Ces boites étaient fabriquées à Livarot par l'usine des Etablissements Leroy :

 

"Fabrique de petites boîtes clouées et agrafées".

 

 

Alors ensuite, je pouvais coller les étiquettes sur les couvercles. C'était toujours Valéry qui s'acquittait de la responsabilité de l'emballage. Les fromages bien rangés en caisses, on apposait enfin l'étiquette, expéditeur-destinataire et ...

 

...Valéry portait les expéditions à la gare de Livarot qui, en ce temps-là, avait une vraie activité.

La fromagerie avait sa renommée.

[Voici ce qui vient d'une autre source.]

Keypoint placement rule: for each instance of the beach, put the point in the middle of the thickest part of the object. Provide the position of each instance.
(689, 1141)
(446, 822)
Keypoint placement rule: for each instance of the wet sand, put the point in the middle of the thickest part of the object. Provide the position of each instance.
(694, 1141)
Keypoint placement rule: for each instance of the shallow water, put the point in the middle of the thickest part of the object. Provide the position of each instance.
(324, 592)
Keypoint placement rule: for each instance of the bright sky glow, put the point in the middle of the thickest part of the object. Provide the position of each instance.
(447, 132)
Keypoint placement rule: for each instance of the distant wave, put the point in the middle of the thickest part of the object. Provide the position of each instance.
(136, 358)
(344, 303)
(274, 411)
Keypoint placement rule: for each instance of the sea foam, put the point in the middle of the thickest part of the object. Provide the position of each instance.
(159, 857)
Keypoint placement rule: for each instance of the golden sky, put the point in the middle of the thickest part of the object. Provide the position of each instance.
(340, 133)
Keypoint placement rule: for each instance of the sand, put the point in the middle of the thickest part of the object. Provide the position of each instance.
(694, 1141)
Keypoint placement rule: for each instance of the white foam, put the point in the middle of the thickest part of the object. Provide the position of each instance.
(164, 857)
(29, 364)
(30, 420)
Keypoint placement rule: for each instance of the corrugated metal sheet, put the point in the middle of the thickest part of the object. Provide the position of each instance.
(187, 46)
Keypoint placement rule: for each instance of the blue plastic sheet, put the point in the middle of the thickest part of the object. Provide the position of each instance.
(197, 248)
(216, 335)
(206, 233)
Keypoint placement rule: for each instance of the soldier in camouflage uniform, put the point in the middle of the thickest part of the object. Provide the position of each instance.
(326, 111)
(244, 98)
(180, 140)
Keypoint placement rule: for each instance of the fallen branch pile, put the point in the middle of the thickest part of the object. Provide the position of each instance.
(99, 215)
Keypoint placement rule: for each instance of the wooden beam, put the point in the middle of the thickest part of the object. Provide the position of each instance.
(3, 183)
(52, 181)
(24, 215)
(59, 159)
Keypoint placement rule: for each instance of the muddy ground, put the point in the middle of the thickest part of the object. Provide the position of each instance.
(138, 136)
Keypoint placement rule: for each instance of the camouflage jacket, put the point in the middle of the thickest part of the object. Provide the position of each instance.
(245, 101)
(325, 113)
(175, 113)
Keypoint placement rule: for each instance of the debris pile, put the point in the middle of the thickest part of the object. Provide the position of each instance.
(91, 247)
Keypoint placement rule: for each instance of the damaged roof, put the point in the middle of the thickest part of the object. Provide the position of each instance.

De nombreux clients sur Paris dont un grossiste, Monsieur Gazarett "qui avait beaucoup de débouchés" comme on disait alors.

 

... C'est que le livarot mérite ses galons ! Il est écrit qu'il est l'un des plus anciens fromages de Normandie, descendant de l'angelot cité en 1260 dans le Roman de la Rose et que "viande du pauvre", au 19ème siècle, il était le fromage le plus consommé par les Normands.

 

 

 

La ville était très animée,

et en passant près de la gare ...

 

 

... on pouvait encore apercevoir le si joli Manoir de la Pipardière

des XV et XVème siècles,

qui fut déplacé d'une cinquantaine de kilomètres,

à Tourgeville, près de Deauville ... vers 1991.

 

 

Bien qu'assez jeune, c'était avant la guerre et j'avais entre 8 et 11 ans, j'aimais participer à ces travaux chaque fois que j'en étais capable. Oh ces vacances ... elles m'ont laissé de merveilleux souvenirs d'enfance! Et puis j'avais une amie ...Simone! Sa mère Madeleine, une très brave femme, était laveuse. Elle venait chaque jeudi faire la lessive chez ma tante. Simone et moi passions alors la journée toutes les deux et nous promenions, flânant longuement sur le marché qui était très important à cette époque, et surtout ce jour-là, nous mangions des glaces ... non pas encore dans des cornets mais dans des petits pots! Les vacances terminées, je repartais le cœur serré en comptant déjà les semaines qui me séparaient de ma prochaine venue.

 

Dommage que le progrès ait détruit toute cette belle ambiance. Le lait collecté chaque jour, les paysans ont pris l’habitude de déposer les bidons sur le bord des chemins dans les campagnes, "les mettre à la route" comme il se dit. Alors, les petites fromageries ont toutes disparu une à une. Celle de Juliette et Valéry a pourtant duré jusque vers 1960 ... Mais, s'ils voyaient la Fromagerie Graindorge où tout est modernisé et si peu de personnel pour tant de fromages, ils seraient bien étonnés !

  

selon un récit de "Mimi", Marie-Thérèse, Livarot

Née à Vimoutiers … "11 ans en 1944, le 14 Juin, j'ai couru sous les bombes"

1ère du canton au certificat d'études !

- écrit en Mars 2006 -

Mimi nous a quittés le 12 0ctobre 2013. Elle repose désormais au cimetière de Vimoutiers.

- NJ -

Merci à Marc Prieur, tyrosémiophile avisé qui a su conserver les étiquettes et me les offrir.